Later, psychiatrists will call it severe dissociation. They will diagnose me with dissociative disorder, not otherwise specified (DD-NOS). They will talk about a ‘biological predisposition to dissociate’. Even when the extent of pain I am in comes to light, they have trouble seeing the dissociation as a symptom of severe pain, rather than a thing in its own right.
Dissociation got me through 20 years of severe pain. 20 years in which by all rights I should’ve been curled up in a ball doing nothing, yet I was active, I was doing things, I was going to school, I was climbing trees. I didn’t know this was severe pain, I thought it was just another feature of the world.
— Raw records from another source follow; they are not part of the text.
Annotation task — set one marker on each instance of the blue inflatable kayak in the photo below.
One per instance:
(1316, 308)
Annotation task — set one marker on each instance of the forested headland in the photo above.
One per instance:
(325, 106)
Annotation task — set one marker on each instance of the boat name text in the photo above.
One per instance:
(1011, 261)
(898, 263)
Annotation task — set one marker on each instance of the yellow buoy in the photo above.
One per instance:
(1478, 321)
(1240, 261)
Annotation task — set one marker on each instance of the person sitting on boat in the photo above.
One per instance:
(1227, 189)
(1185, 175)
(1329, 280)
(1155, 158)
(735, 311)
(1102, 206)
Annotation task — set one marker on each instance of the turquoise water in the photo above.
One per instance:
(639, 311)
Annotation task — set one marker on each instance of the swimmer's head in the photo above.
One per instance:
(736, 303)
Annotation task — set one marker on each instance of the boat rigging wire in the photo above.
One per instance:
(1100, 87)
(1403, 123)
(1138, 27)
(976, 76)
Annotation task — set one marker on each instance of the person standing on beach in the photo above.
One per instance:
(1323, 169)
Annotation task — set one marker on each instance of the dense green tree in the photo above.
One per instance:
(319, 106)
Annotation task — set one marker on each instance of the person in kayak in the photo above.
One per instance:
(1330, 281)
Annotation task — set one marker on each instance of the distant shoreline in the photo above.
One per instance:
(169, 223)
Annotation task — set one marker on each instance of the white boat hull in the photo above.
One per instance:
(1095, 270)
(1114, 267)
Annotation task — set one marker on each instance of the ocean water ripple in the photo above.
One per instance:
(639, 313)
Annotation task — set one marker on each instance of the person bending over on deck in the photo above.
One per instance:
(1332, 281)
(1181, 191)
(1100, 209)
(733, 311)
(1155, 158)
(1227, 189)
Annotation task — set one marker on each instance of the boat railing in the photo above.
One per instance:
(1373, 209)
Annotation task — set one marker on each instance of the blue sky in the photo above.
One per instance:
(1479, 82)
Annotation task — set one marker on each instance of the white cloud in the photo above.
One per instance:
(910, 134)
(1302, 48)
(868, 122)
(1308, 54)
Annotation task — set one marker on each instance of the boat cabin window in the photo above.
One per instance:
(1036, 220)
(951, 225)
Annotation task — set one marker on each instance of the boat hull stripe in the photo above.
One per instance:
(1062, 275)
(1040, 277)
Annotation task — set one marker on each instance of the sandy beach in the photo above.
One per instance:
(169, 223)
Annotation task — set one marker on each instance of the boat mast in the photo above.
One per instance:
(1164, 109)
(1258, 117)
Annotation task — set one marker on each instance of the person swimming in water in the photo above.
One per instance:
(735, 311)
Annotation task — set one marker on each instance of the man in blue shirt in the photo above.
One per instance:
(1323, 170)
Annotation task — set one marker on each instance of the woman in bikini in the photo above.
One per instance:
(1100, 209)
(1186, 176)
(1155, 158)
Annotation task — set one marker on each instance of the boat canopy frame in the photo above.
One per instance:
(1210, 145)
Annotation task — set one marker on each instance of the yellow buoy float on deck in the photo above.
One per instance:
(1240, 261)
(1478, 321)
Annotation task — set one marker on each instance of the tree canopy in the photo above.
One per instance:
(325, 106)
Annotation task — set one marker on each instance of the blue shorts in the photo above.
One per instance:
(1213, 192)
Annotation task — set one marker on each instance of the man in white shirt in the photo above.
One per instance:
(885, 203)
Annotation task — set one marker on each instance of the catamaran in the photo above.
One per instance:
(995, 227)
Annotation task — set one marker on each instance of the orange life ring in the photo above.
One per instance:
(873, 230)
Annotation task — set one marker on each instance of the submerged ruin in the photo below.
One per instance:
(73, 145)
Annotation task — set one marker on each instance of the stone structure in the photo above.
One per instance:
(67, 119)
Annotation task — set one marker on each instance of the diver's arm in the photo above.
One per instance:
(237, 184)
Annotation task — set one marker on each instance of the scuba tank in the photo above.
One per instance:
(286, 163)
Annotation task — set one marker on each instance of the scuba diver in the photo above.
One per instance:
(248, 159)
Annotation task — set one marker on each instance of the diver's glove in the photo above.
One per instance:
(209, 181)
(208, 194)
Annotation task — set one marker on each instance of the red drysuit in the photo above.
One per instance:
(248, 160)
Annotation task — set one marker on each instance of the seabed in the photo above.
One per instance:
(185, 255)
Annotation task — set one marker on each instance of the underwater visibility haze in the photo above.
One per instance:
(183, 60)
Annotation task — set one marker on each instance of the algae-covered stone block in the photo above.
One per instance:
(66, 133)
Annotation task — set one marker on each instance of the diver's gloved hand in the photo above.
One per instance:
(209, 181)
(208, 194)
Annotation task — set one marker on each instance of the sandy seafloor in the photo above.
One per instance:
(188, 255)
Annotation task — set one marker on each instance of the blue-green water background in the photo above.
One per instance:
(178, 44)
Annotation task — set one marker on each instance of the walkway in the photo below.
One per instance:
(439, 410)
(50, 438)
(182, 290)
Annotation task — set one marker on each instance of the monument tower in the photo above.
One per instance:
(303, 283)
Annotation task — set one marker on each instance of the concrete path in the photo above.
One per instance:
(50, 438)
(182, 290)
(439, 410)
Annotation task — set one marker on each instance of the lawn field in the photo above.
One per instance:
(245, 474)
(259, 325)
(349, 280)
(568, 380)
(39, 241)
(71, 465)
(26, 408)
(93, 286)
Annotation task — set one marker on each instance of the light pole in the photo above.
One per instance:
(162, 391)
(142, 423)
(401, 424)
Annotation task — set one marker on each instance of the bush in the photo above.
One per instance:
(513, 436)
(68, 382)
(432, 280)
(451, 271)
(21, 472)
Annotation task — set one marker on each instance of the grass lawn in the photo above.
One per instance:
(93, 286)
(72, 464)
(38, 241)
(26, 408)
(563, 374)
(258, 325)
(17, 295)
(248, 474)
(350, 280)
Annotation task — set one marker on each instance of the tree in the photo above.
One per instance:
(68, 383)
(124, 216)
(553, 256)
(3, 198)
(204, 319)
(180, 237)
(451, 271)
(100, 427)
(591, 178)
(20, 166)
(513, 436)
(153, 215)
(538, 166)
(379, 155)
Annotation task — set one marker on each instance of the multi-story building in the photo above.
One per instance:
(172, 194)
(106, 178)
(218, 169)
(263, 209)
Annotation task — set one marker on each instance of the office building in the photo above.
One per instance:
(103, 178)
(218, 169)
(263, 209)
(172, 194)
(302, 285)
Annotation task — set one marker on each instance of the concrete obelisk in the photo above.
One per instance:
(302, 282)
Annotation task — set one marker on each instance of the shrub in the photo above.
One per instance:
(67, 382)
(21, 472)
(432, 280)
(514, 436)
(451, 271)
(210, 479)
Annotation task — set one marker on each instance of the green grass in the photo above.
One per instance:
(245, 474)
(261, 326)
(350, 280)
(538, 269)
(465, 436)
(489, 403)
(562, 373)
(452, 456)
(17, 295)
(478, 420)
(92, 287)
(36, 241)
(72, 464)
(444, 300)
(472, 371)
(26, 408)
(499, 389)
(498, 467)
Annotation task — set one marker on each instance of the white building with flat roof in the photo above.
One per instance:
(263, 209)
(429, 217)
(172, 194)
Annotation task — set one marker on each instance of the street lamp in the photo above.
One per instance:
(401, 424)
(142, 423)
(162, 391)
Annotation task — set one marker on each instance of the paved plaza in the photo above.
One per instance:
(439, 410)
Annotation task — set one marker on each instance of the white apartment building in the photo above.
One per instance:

Trees have bark and my skin burns, the sun shines and my skin burns, the sky is blue and my skin burns.
Now they say my mother has small fiber sensory neuropathy, that maybe I was born this way, inherited from her, however our nerves got like this. It responds to Neurontin, and Lyrica, and Trileptal. It acts neuropathic, it acts like central pain, nobody knows which is which for me.
This is a shout-out to all the kids — all the kids living with so much severe pain you wouldn’t believe it yourselves, because it is your normal. And you go on trying to do normal stuff. And sometimes you can’t. Sometimes the pain just grips hold and you have no means to deal with it. But you don’t know you’re in pain, so you push against it, and you think you’re weak, everyone else can do this, why not you?
Why not you? Because you’re in severe pain and you don’t even know it. You may not even recognize it as pain, because pain is such a broad and nebulous category.
My heart goes out to every single one of you. All of us who are going through this now, as children. All of us who survived and made it to adulthood and now know how much pain we were in, and wonder how we got through it. All of us whose pain is being treated as DD-NOS or another psychiatric disorder, because all people can see is our emotional responses to pain, not the pain itself. All of us who are told ridiculous things like “You have pain that gets less on Neurontin? The pain must be part of a seizure.” All of us who are told that if we were really in pain we wouldn’t be able to do what we do now… they throw our expert coping mechanisms back in our faces, and want us to see pain psychologists who will teach us everything we already know about how to manage pain.
Everyone in this situation — I am thinking of you tonight. Together we form a whole constellation of pain, burning bright. And however well or badly we are dealing with the pain right now, we are people who are surviving.